On voit aussi une tendance à contrôler les outils de communication. Les révélations d'E. Snowden montrent que la NSA consacre 250 milliards de dollars par an au programme Bullrun pour saboter les technologies de sécurisation de l'internet (protocoles et dispositifs physiques de chiffrement, routeurs, systèmes d'exploitation grand public...). De plus, depuis une quinzaine d'années, les logiciels fermés se multiplient, de même que les matériels fermés (dont on ne peut même pas enlever la batterie pour s'assurer qu'ils ne sont plus connectés aux réseaux), et les plateformes hypercentralisées dont le modèle économique est de savoir tout sur tous tout le temps. Et tout cela ne profite qu'à un seul pays, dont les facultés de surveillance sont utilisées pour pratiquer l'espionnage à échelle industrielle. Selon une étude récente de la New America Foundation, seuls 3 % des attentats terroristes ont été déjoué grâce à cette surveillance de masse.
Cette tendance à orienter les technologies pour plus de contrôle a eu un impact profond et silencieux jusqu'aux révélations l'an dernier d'E. Snowden. Il faut donc en finir avec le mythe du multi-acteurs et se concentrer sur les valeurs universelles à défendre sans compromis : libertés fondamentales, universalité de l'accès et de la capacité de participation, ouverture et maîtrise des technologies par les citoyens (logiciel libre, infrastructures décentralisées, chiffrement point à point), partage des connaissances... Sur ce fondement, le politique peut prendre des décisions et guider les comportements.

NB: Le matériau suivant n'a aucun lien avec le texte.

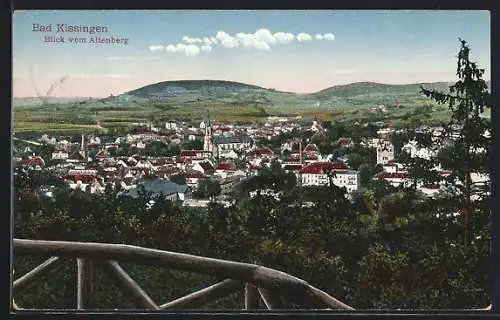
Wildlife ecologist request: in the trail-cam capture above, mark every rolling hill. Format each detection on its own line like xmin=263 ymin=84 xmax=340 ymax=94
xmin=13 ymin=80 xmax=492 ymax=130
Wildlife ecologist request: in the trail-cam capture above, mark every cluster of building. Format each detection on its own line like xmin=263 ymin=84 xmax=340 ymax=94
xmin=14 ymin=112 xmax=486 ymax=203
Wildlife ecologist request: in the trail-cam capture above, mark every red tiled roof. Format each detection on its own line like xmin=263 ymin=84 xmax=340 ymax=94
xmin=23 ymin=157 xmax=45 ymax=167
xmin=304 ymin=143 xmax=318 ymax=152
xmin=215 ymin=162 xmax=235 ymax=171
xmin=247 ymin=147 xmax=274 ymax=156
xmin=377 ymin=172 xmax=408 ymax=179
xmin=283 ymin=164 xmax=302 ymax=171
xmin=180 ymin=150 xmax=206 ymax=157
xmin=337 ymin=138 xmax=352 ymax=145
xmin=383 ymin=161 xmax=398 ymax=167
xmin=422 ymin=184 xmax=439 ymax=190
xmin=300 ymin=162 xmax=349 ymax=174
xmin=198 ymin=162 xmax=214 ymax=170
xmin=95 ymin=150 xmax=108 ymax=158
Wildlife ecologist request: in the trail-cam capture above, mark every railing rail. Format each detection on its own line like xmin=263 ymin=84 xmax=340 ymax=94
xmin=13 ymin=239 xmax=354 ymax=310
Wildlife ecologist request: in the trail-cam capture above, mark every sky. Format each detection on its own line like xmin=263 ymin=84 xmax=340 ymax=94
xmin=12 ymin=10 xmax=491 ymax=97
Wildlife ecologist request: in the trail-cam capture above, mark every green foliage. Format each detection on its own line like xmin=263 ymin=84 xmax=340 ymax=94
xmin=193 ymin=179 xmax=222 ymax=199
xmin=13 ymin=39 xmax=492 ymax=309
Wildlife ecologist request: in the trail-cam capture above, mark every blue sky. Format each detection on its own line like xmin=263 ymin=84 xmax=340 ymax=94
xmin=13 ymin=10 xmax=490 ymax=97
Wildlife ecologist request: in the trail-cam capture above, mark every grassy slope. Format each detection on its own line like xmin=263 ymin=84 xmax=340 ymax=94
xmin=14 ymin=80 xmax=492 ymax=131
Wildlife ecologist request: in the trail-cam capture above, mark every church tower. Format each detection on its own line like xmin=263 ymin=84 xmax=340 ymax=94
xmin=203 ymin=111 xmax=213 ymax=152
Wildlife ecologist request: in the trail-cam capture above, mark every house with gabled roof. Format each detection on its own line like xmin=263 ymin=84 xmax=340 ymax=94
xmin=299 ymin=162 xmax=359 ymax=193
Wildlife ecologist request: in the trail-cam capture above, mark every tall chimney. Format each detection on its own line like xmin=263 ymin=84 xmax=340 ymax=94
xmin=299 ymin=140 xmax=302 ymax=164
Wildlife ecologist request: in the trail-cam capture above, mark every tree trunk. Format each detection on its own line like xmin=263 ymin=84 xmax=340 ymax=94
xmin=464 ymin=166 xmax=473 ymax=246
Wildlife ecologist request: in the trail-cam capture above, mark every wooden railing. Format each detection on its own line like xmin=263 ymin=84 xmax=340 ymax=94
xmin=12 ymin=239 xmax=354 ymax=310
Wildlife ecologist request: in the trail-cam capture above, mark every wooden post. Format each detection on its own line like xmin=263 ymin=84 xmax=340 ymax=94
xmin=245 ymin=282 xmax=260 ymax=310
xmin=96 ymin=261 xmax=159 ymax=310
xmin=258 ymin=288 xmax=285 ymax=310
xmin=160 ymin=279 xmax=243 ymax=310
xmin=12 ymin=257 xmax=61 ymax=294
xmin=77 ymin=258 xmax=94 ymax=310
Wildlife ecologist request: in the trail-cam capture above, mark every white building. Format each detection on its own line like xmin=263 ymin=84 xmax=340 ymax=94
xmin=377 ymin=140 xmax=394 ymax=164
xmin=299 ymin=162 xmax=359 ymax=193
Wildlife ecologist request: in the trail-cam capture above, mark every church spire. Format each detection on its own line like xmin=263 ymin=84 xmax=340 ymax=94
xmin=203 ymin=110 xmax=213 ymax=152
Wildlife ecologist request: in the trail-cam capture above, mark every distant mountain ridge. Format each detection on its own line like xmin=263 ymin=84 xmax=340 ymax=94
xmin=123 ymin=80 xmax=490 ymax=98
xmin=14 ymin=80 xmax=490 ymax=108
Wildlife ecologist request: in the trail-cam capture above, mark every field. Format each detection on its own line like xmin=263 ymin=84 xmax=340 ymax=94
xmin=13 ymin=80 xmax=488 ymax=132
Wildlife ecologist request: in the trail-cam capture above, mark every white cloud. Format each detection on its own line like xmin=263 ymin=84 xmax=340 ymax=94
xmin=175 ymin=43 xmax=187 ymax=52
xmin=323 ymin=33 xmax=335 ymax=41
xmin=149 ymin=28 xmax=335 ymax=56
xmin=254 ymin=29 xmax=276 ymax=44
xmin=201 ymin=44 xmax=212 ymax=52
xmin=184 ymin=44 xmax=200 ymax=57
xmin=165 ymin=44 xmax=177 ymax=53
xmin=297 ymin=32 xmax=312 ymax=42
xmin=149 ymin=45 xmax=163 ymax=51
xmin=182 ymin=36 xmax=203 ymax=44
xmin=254 ymin=42 xmax=271 ymax=51
xmin=273 ymin=32 xmax=294 ymax=44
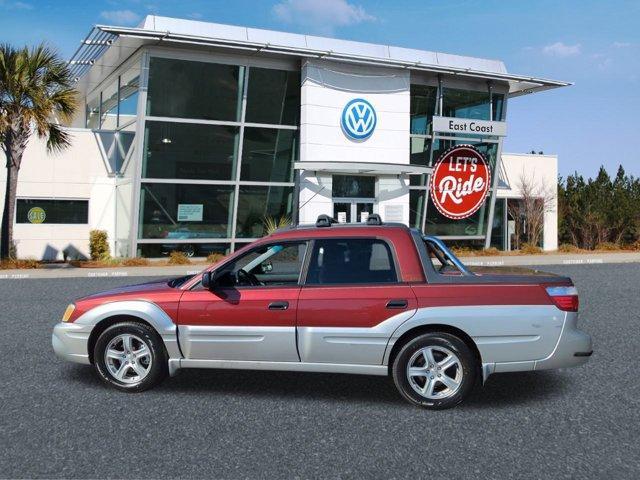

La gouvernance de l'internet ne peut qu'être l'affaire des internautes et des « trustees », qui sont des dépositaires de confiance et dont on peut se demander s'ils sont des acteurs privés ou publics et s'ils doivent interagir. Nous devons défendre l'internet comme le bien commun de ses utilisateurs : ce sont eux les « stakeholders » qui doivent être au centre, sous peine de transformer internet en instrument de contrôle.